The two families arranged a meeting and it was decided that the two young people would marry in three months time which would be on the eve of the Spring Festival (春节).
But, in order to get to Dongshu Village from Zhenglu Street one needed to take a ferry to cross the river. For the sake of the wedding, it was decided that taking the ferry would be too dangerous. Also, it would not be convenient carrying all the wedding gifts on a ferry.
The two families therefore decided to use the three months time to build a wooden bridge to span the river. Since the families were well-off, the expense to build the bridge was not a problem.
The bridge was finished the day before the wedding and well-wishers were thus able to come and see the beautiful bride as she crossed the new bridge on her way to the wedding ceremony.
To the local residents, the Zheng Lu Bridge also symbolized another famous “love” bridge. In Chinese mythology, two separated lovers known as the Cowherd and the Weaver Girl are allowed to meet once a year during the Qixi Festival (七夕节) by crossing a “Magpie Bridge” (鹊桥) which is a bridge composed of flying magpies that spans the stars.
An example of a Zheng Lu Bridge token displaying a “heart” symbolizing love is shown here. At the top is written “Zheng Lu Bridge” (鄭陸橋) and in the center of the heart is the denomination “five cents” (“five fen” 伍分). To the right and left of the heart is 臨時流通 which means “temporary circulation”.
The bridge quickly became very popular as a convenient way for people and goods to cross the river. Streets gradually were built in the area and stores, hotels and other businesses were established or moved to the area from Zhenglu Street.
However, as the years passed the wooden Zheng Lu Bridge deteriorated to the point that it had to be replaced with one made of stone.
The local people liked the story associated with the old bridge so much that they made sure that the name “Zheng Lu Bridge” was engraved in stone on the new bridge.
After several hundred years, the Zheng Lu Bridge was again rebuilt of stone in 1878.
In 1929, the area known as Zheng Lu Bridge officially became the “town” of Zheng Lu Bridge. In October of 1957, “Zheng Lu Bridge Town” was officially renamed “Zheng Lu Village”.
As mentioned and illustrated above, various businesses found it advantageous to issue token forms of money during the period of the Japanese occupation.
Some of these tokens actually display images of the “Zheng Lu Bridge” as the theme.
At the left is an example of such a token. At the top of the token is the inscription zheng lu qiao liu tong (鄭陸橋流通) which translates as “Circulates in Zheng Lu Bridge”.
The two characters in the middle of the token state the denomination as “five fen” (“five cents” 伍分).
The lower half of the token displays the stone Zheng Lu Bridge with a boat passing underneath.
The reverse side of these tokens usually displays the name of the person or business that issued the token.
The reverse side of the above token is shown at the left.
This particular token was issued by the Li Sanda Fabric Store (李三大布號). The serial number of the token is shown below the name.

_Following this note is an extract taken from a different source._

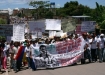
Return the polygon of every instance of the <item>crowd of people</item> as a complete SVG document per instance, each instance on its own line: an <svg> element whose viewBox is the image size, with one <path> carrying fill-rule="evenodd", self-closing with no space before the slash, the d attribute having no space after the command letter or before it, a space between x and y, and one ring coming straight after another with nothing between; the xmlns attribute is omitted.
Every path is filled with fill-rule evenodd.
<svg viewBox="0 0 105 75"><path fill-rule="evenodd" d="M105 62L105 37L104 34L96 35L95 33L84 33L80 34L70 34L68 37L60 38L60 36L56 36L53 39L32 39L25 40L24 42L6 42L6 40L0 40L0 71L2 69L6 70L7 60L9 62L9 67L13 69L15 72L21 70L21 67L27 65L27 69L36 70L34 66L33 57L35 56L34 50L35 48L39 48L40 44L51 44L59 41L65 40L75 40L78 37L82 36L85 41L84 45L84 58L81 59L81 63L85 63L86 59L91 62ZM25 47L25 57L20 62L20 60L16 59L16 55L21 46ZM27 64L26 64L27 61Z"/></svg>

Similar Zheng Lu Bridge tokens exist that were issued by other businesses and individuals.
Unfortunately, in October 1971 the old stone Zheng Lu Bridge had to be torn down in order to dredge and enlarge the Beitang River (北塘河).
However, in September 1980 an arched bridge made of concrete was built near the original site as seen in the image at the left.
In remembrance of the love story that occurred some 400 years earlier, the new bridge is appropriately named “Zheng Lu Bridge”.
Beautiful story. Thought this might be a token to pay for passage across the bridge.